There is no doubt that cryptocurrencies have major potential benefits to businesses and end users, but it’s important to understand that as with all game-changing technologies, there are significant risks and a myriad of threats which could prevent these currencies from reaching their true potential.
Just as a casino has no regulation and is wildly unpredictable, so too are cryptocurrencies! You’re ultimately spinning a roulette wheel and hoping for red or black.
While our advice would be to stick to asset-backed investments, if a client is really keen on jumping aboard the crypto bandwagon, we suggest investing a small amount and treat it as the highest risk part of your portfolio. The volatility involved with trading cryptocurrencies enables you to make huge gains or suffer high losses in very short timeframes. By all means, have some fun with it – and have the knowledge that you were involved in the early stages of the technology – but maintain your stable, asset-backed and income-focused investments as the mainstay and core of your portfolio.
The fact is, the trading of cryptocurrencies are generating a huge amount of interest because of the substantial investment gains that early adopters have achieved. Have you missed the boat if you’re not already on board? Not necessarily. But proceed with caution.
Central bankers almost certainly see cryptocurrencies as a threat rather than an opportunity because they rely on the ability to control the supply and availability of money in order to stabilise their economies and combat risks such as inflation. Despite this, it is likely that cryptocurrencies will become more mainstream, and many businesses have signalled their intent to accept these forms of payments in the short to medium term.

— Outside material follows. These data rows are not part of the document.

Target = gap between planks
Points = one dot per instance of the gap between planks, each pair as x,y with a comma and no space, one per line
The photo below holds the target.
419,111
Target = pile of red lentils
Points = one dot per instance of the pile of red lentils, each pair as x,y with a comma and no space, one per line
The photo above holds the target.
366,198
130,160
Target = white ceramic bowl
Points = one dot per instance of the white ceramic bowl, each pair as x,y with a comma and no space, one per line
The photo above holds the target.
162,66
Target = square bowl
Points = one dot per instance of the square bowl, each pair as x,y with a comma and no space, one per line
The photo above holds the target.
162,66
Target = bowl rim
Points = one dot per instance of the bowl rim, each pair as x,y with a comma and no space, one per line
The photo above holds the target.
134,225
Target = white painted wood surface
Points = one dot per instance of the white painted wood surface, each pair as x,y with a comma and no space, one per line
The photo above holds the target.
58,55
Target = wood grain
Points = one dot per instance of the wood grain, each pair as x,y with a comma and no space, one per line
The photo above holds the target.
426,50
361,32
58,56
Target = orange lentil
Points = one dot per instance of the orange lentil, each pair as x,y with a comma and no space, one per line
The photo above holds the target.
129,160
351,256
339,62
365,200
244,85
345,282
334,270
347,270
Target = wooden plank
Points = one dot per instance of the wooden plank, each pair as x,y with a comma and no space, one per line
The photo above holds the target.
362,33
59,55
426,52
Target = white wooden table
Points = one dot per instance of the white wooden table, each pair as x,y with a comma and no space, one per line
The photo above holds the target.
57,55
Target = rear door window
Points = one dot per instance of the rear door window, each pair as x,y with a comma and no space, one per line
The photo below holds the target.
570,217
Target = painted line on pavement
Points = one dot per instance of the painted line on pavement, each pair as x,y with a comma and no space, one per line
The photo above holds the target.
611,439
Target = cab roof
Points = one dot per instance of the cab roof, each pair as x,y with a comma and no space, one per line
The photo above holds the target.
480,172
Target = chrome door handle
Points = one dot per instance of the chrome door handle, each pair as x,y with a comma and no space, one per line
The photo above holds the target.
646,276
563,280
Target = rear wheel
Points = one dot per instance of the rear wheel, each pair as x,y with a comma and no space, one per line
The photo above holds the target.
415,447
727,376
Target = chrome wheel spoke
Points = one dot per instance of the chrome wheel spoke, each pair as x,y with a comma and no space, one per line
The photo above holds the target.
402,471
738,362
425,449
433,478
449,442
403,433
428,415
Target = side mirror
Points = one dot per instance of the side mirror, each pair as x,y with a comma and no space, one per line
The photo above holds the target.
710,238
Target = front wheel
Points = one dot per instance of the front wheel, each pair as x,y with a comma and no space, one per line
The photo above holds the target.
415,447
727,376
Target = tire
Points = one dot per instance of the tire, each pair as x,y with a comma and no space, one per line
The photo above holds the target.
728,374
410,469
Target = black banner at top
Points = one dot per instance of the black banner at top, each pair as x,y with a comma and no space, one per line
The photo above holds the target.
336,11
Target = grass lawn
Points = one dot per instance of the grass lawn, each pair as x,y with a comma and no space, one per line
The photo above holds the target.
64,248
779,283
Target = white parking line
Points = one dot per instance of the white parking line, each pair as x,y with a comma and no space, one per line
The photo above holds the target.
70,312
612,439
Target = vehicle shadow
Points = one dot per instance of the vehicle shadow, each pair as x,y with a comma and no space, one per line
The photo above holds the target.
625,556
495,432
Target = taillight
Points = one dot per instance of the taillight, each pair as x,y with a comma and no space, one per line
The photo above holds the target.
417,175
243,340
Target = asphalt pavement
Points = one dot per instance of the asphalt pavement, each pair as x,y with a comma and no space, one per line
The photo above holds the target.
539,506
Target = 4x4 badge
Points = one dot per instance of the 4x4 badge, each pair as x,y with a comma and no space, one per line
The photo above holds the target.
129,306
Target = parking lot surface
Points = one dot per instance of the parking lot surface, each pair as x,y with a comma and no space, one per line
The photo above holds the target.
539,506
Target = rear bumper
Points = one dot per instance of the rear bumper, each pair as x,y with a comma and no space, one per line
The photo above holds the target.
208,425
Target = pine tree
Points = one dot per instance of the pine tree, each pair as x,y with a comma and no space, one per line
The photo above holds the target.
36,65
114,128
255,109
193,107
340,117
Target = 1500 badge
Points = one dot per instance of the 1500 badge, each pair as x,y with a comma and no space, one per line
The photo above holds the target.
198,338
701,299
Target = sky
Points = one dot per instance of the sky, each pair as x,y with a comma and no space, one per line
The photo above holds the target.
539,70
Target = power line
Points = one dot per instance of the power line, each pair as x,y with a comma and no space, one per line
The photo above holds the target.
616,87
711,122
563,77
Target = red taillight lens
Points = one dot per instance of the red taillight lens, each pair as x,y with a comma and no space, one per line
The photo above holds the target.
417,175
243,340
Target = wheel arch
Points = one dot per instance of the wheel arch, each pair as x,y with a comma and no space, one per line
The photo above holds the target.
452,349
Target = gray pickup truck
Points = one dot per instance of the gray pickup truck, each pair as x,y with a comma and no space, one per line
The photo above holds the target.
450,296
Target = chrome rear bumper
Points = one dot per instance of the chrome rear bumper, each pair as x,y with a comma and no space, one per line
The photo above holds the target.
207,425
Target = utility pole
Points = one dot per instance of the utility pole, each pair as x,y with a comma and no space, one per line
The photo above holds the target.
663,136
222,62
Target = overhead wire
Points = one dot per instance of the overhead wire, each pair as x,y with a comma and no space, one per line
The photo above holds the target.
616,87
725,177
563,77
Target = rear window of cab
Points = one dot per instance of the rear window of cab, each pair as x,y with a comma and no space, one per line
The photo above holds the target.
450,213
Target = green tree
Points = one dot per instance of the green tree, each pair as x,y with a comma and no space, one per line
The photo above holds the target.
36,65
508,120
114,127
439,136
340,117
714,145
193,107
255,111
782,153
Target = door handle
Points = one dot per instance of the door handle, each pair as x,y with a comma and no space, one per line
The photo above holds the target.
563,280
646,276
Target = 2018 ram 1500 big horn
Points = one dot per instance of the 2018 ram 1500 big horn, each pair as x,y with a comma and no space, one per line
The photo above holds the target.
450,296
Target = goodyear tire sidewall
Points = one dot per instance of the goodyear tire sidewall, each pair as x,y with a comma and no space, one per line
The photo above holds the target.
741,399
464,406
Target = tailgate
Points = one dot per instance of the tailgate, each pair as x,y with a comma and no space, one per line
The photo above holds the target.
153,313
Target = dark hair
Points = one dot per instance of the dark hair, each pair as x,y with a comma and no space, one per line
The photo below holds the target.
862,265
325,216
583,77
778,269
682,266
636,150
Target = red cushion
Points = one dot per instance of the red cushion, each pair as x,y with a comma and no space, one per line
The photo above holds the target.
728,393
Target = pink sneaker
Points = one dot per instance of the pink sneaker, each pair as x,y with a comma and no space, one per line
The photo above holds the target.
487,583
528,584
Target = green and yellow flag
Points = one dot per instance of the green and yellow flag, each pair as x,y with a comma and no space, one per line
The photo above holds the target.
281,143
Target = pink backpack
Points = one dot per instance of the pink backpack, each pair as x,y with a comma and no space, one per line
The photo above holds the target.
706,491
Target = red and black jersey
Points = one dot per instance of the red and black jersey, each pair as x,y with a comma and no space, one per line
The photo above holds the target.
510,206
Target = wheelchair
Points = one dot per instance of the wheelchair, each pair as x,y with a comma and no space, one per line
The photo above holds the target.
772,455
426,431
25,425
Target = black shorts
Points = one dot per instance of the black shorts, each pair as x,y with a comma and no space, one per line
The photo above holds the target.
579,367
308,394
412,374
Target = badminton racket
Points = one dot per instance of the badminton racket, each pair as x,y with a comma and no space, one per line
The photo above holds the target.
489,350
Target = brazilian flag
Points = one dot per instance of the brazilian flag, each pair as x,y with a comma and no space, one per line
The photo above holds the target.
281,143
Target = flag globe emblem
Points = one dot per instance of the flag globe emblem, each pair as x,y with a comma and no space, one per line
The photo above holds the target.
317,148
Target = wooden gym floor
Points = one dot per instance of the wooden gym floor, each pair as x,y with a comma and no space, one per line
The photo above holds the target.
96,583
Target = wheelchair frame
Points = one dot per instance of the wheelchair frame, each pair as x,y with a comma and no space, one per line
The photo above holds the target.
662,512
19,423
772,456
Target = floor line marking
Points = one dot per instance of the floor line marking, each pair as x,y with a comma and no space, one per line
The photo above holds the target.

Here at Berkeley Assets we believe the prices should stabilise as the market matures and regulation could legitimise the technology, allowing people to gain more confidence in the true value of the currencies. It must always be remembered, however, that governments can and may block the use of cryptocurrencies or make it more difficult for the technology to be accepted in the mainstream.
Ultimately, at Berkeley our business is strongly focused on asset-backed investments, which have quantifiable yields and a low risk strategy; you could say our approach is the exact opposite to the value of cryptocurrencies.
But the options of where to invest – crypto or private equity – are two entirely different things, apples and oranges. While private equity generates consistent, long-term growth, with the security of asset-backed businesses and researchable, predictable trends, for some, there is no better rush, adrenaline or excitement than spinning a wheel and hoping for the best.